La Corte Constitucional de Colombia no duerme. No porque vele por la justicia del pueblo, sino porque vigila con celo que nada se mueva en favor de los nadies. Cada proyecto que huela a dignidad para los excluidos es leído como amenaza. Y entonces, con la toga bien planchada y el ego bien almidonado, los magistrados aparecen como salvadores del orden: ese orden donde unos pocos gozan y millones sobran.
No importa la reforma, la tarea es hundirla, si se trata de la pensional que incluya a los que nunca cotizaron porque siempre fueron explotados, o una ley para asegurar el derecho a la salud como un bien público. La Corte Constitucional —ese órgano que debería ser contrapeso del abuso— ha decidido convertirse en bastión del privilegio.
Con tecnicismos y frases decoradas con jurisprudencia selectiva, los togados ejecutan una tarea política, pero disfrazada de imparcialidad. Y lo hacen en nombre de la democracia, mientras mutilan sus raíces: la voluntad popular. Porque, seamos francos, ¿qué más democrático que un gobierno elegido por el pueblo impulsando reformas para el pueblo?

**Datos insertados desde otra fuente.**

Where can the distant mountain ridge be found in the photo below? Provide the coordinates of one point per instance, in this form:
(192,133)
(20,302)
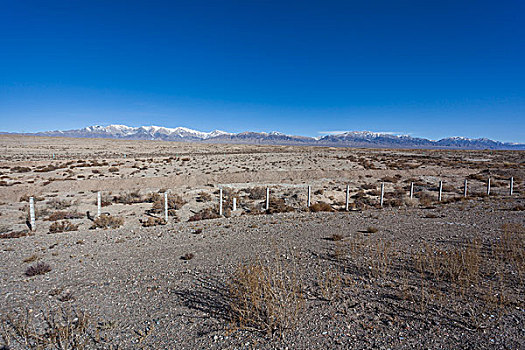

La élite aprendió a gobernar sin ganar elecciones: ahora lo hace desde las cortes, los medios y las bancadas que simulan oposición ética mientras defienden intereses de casta. Su misión no es mejorar el país, sino asegurar que el país no cambie. Y para eso, nada mejor que una justicia de élite, obediente, blindada y eficaz.
Así que celebren, magistrados: una vez más han cumplido su labor. Los nadies seguirán sin voz, sin tierra, sin justicia… pero con una Corte que presume independencia mientras sirve al poder de siempre.